By laying a foundation of quality, educational content, BirchBox is ensuring the longevity of their brand. Not only do they value delivering content to their customers, BirchBox also publishes user comments right alongside their articles providing readers with complete transparency. This level of openness is what helps BirchBox create brand loyalty among their customers. By giving them excellent content and a means for their audience to publish their own content in the form of reviews, BirchBox will continue to establish itself as a major force in the beauty industry.

Lyft

Lyft
Source: Lyft’s Blog

It seems like over the last few years, mobile-based ridesourcing services have sprouted up all across the globe. With competition from the likes of industry-dominator Uber and traditional taxi services, Lyft has had to think differently to develop a loyal customer base. And that they have. Established in 2012, Lyft has slowly been creeping up on Uber’s territory by making a name for itself as a friendlier alternative.

Lyft has worked hard to develop a relaxed vibe for its brand. One of the ways they’ve achieved this reputation is through their robust content program. The company strives to create an emotional connection with their customers, one that makes them choose Lyft over other ridesourcing options. They achieve this with user-generated content and inspiring stories from drivers and passengers. Lyft also shows loyalty to their drivers by developing social media campaigns such as #ThankYourLyftDriver and publishing customer responses to their blog. By putting a human face on their brand, Lyft stands out in the ridesourcing industry as a company that cares about both their drivers and passengers.

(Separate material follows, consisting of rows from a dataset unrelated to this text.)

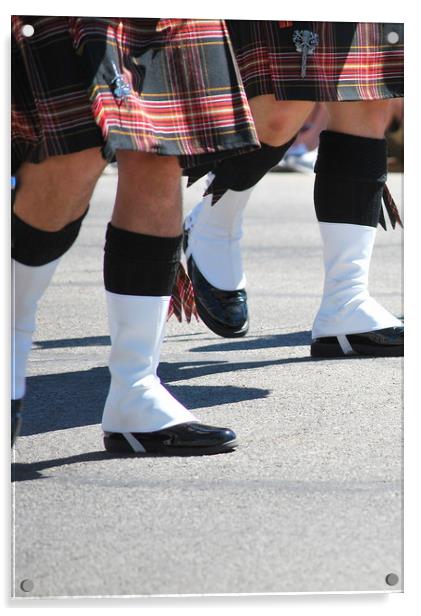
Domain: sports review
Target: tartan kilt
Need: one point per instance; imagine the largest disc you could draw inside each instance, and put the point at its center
(163, 86)
(351, 61)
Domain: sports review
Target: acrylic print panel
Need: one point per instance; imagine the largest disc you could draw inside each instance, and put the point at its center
(310, 501)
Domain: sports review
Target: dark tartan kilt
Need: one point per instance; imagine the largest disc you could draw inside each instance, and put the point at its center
(164, 86)
(352, 60)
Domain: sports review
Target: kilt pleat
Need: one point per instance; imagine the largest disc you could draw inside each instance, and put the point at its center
(349, 61)
(163, 86)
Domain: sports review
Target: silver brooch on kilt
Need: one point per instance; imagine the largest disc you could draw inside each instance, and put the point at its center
(305, 43)
(121, 89)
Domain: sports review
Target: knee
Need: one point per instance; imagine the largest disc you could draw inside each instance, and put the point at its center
(278, 121)
(57, 191)
(363, 118)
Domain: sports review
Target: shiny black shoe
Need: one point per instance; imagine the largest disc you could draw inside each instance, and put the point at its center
(186, 439)
(224, 312)
(387, 342)
(17, 406)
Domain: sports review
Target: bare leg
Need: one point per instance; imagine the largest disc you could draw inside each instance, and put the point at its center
(351, 172)
(53, 193)
(278, 121)
(148, 196)
(141, 259)
(51, 199)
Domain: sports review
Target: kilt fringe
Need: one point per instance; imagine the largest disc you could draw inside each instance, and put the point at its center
(182, 299)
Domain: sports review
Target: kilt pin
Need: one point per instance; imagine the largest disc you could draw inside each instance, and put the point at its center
(320, 62)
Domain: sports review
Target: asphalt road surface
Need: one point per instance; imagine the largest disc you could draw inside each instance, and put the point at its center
(310, 501)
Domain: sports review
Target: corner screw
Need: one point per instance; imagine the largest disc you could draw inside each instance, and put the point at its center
(27, 585)
(392, 579)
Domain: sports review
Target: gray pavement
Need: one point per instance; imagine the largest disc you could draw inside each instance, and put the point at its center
(310, 501)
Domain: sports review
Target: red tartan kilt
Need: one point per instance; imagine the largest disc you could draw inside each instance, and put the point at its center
(351, 61)
(180, 92)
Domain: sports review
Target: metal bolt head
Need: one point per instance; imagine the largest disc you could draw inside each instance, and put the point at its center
(27, 585)
(392, 579)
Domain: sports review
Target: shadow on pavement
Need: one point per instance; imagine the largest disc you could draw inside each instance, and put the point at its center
(33, 470)
(257, 342)
(75, 399)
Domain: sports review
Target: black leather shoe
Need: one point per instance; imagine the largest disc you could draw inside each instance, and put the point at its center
(187, 439)
(387, 342)
(17, 406)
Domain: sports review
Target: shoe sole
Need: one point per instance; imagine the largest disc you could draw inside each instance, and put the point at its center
(122, 447)
(218, 328)
(322, 349)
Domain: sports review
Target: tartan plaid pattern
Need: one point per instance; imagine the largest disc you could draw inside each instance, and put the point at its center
(165, 86)
(182, 299)
(352, 61)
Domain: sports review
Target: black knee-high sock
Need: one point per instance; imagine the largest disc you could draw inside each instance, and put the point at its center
(350, 178)
(35, 247)
(137, 264)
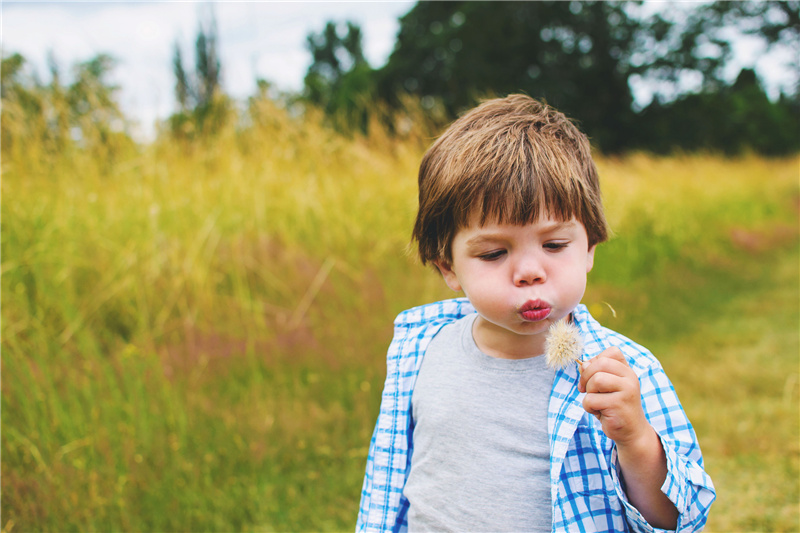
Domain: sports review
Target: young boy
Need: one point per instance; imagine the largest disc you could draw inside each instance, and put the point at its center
(476, 432)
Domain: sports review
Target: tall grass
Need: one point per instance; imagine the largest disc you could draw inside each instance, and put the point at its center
(193, 332)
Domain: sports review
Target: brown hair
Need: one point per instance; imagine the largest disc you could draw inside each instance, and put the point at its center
(509, 160)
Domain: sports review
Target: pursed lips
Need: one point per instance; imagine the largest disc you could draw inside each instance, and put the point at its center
(535, 310)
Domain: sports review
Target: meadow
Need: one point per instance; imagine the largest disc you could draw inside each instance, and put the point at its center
(193, 332)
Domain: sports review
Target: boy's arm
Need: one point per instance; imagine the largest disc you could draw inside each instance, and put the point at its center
(614, 397)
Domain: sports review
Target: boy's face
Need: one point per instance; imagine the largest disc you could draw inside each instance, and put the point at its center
(520, 279)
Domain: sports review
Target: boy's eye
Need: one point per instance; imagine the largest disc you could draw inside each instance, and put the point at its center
(492, 256)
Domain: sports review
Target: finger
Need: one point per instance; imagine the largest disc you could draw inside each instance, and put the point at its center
(603, 365)
(614, 353)
(603, 382)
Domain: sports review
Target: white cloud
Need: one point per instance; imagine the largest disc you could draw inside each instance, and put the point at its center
(256, 39)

Lyft’s desire to form authentic connections with their customers is most clearly seen in the stories section on their blog. From harrowing tales of drivers helping passengers deliver babies to heartwarming tales about Red Cross using Lyft vehicles to get to disaster areas, these stories give the company a heart and helps them touch consumers on a deeper level. By infusing their content with thoughtful, emotionally-driven narratives, Lyft is proving how much they respect those who work for them and the passengers that choose their service over other alternatives. Placing such an importance on content during the early stages of growth will help Lyft build customer loyalty and continue to differentiate their brand in the ridesourcing industry.

The Bottom Line

Content isn’t just important for major brands that have already established themselves in their industries. Creating engaging and impactful content is how many up and coming companies are disrupting well-established industries or owning completely new product niches. By focusing time and resources on producing thoughtful content, these brands have forged meaningful connections with their customers, which will help them maintain their loyalty in the long run.